While one expert says the two approaches work most effectively together, the other highlights the importance of complete divestment.
Adam Scott, director at Shift Action for Pension Wealth and Planet Health:
The common framing of engagement versus divestment is a false dichotomy. They aren’t mutually exclusive approaches — both are essential tools for pension managers, protecting beneficiaries from climate-related financial risks, generating returns and aligning portfolios with a safe climate future. Engagement and divestment work most effectively when used together.

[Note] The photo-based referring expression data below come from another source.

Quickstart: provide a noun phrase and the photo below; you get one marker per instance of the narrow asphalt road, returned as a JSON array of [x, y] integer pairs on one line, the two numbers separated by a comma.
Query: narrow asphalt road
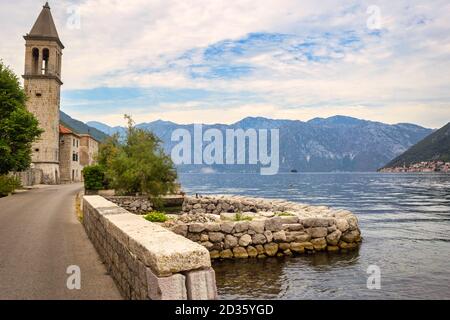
[[40, 237]]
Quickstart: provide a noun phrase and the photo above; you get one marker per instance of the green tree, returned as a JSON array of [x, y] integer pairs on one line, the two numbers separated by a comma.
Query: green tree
[[18, 127], [139, 164]]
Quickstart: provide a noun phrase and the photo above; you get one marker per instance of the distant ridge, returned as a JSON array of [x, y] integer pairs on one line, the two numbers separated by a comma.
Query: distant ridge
[[434, 147], [335, 144], [81, 127]]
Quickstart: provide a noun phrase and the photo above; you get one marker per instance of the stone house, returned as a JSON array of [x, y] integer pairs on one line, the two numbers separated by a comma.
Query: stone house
[[69, 156], [88, 150]]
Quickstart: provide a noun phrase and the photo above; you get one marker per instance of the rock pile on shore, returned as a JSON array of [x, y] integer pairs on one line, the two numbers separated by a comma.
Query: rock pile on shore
[[242, 227]]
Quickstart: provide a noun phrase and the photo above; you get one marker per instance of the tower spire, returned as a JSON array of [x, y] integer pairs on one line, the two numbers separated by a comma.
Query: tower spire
[[44, 28]]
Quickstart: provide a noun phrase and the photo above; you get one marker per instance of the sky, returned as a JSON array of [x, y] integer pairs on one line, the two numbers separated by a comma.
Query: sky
[[217, 61]]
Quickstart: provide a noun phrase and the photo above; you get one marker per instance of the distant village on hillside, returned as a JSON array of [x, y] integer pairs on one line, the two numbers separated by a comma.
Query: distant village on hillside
[[424, 166]]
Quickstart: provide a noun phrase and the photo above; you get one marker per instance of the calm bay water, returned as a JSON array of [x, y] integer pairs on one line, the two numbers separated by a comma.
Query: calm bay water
[[405, 224]]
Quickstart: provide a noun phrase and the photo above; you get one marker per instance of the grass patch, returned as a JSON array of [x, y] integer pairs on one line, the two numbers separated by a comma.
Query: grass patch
[[156, 216], [240, 217], [78, 209], [175, 209]]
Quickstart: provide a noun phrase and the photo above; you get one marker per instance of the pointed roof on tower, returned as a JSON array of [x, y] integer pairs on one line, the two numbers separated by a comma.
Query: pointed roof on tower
[[44, 28]]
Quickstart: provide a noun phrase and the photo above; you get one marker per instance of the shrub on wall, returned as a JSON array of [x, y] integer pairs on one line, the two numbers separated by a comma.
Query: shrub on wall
[[94, 177], [156, 216], [138, 165], [8, 184]]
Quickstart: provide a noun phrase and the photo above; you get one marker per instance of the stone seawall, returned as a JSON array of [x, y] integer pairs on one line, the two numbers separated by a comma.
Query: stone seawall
[[241, 227], [146, 260]]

As part of a robust climate strategy, pension managers must adopt an escalatory, timebound engagement program that requires companies to create profitable net-zero strategies, aligning capital expenditure plans with safe emissions pathways while ensuring companies respect Indigenous rights, pay for environmental liabilities and prepare for a just transition for workers and communities. Engagement can be effective for many companies, but there are obvious limits.
When engagement tactics don’t work, investors must be prepared to sell holdings that fail to meet requirements. Indeed, this is common practice — pension funds regularly divest from assets that carry unacceptable levels of risk. The fact that some managers continue to say they don’t believe in divestment suggests a hidden political hang-up, not a financial one.

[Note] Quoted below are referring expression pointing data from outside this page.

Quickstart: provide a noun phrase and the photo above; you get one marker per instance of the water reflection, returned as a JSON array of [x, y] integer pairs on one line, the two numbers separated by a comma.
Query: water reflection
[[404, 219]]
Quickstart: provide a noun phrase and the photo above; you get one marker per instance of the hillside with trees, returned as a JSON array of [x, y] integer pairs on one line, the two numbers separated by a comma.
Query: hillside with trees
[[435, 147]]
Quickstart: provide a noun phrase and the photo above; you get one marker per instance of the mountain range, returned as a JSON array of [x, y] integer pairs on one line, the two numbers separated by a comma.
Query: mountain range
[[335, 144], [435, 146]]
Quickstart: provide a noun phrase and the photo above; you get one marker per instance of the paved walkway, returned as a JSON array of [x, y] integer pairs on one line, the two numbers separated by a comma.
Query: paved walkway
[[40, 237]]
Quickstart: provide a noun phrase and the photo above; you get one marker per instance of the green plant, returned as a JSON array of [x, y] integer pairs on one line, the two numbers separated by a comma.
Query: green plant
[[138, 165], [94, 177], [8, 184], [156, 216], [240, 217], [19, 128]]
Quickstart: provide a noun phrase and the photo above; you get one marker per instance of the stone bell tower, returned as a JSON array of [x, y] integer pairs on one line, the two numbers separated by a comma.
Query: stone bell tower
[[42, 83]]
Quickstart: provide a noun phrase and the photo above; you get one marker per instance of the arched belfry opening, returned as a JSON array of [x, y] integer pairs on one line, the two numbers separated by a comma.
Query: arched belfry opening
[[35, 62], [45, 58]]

Owning and engaging fossil fuel companies isn’t working. Years of effort from Climate Action 100+ have largely failed to ensure credible transition pathways for high-carbon companies. Canadian and global oil and gas companies still lack credible Paris Agreement-aligned climate plans. ABP, Europe’s largest public sector pension fund, cited limited engagement potential as the reason for its decision to divest from fossil fuels last year.
Beyond limiting investor exposure, divestment has been proven to limit carbon lock-in, depressing fossil fuel company share prices and raising the cost of capital for oil and gas expansion projects. Timebound and robust engagement toward climate-safe pathways is essential, but if companies or sectors are unable, or unwilling, to align their business model with a net-zero pathway, pension managers should make sure their divestment tool is taken out and put to good use.
Richard Brooks, climate finance program director of Stand.earth:
Public pension funds’ top priority must be fiduciary responsibility to workers who pour wages and livelihoods into the funds and rely on hard-earned pensions to sustain retirement.
Even with recent upticks in stock prices due to Russia’s war in Ukraine, investment and climate risk is increasing for volatile fossil fuel companies. Over five- and 10-year horizons, performance of coal, oil, gas and tar sands corporations underperformed the overall market.
To date, more than 1,500 institutions globally, representing more than $40 trillion in assets, have committed to some level of fossil fuel divestment — many that attempted shareholder engagement for years eventually deeming it futile and wisely moving to divest.
Years of research from mainstream pension funds have concluded that investment in and engagement with fossil fuels is risky and incompatible with the financial livelihoods of pensioners — not to mention a livable planet for workers.
In September 2021, the Caisse de dépôt et placement du Québec announced oil producer divestment “in the interests of our depositors, our portfolio companies and the communities we invest in.” In October 2021, Dutch-based ABP announced accelerated divestment, citing “insufficient opportunity for us as a shareholder to push for the necessary, significant acceleration of the energy transition.”
There’s no evidence that engagement with fossil fuel companies has led to meaningful pollution reduction or climate action and expending staff capacity attempting to do so is a dangerous distraction. A sound fiduciary must recognize this and invest limited resources into protecting pensioners and ensuring a climate-safe portfolio.
Other carbon-intensive sectors, such as global banks with billions in fossil fuel holdings, have more viable pathways to transition and reduce financed emissions and associated climate risk. This is the place to focus any shareholder engagement efforts. The time for engagement with fossil fuel companies is over.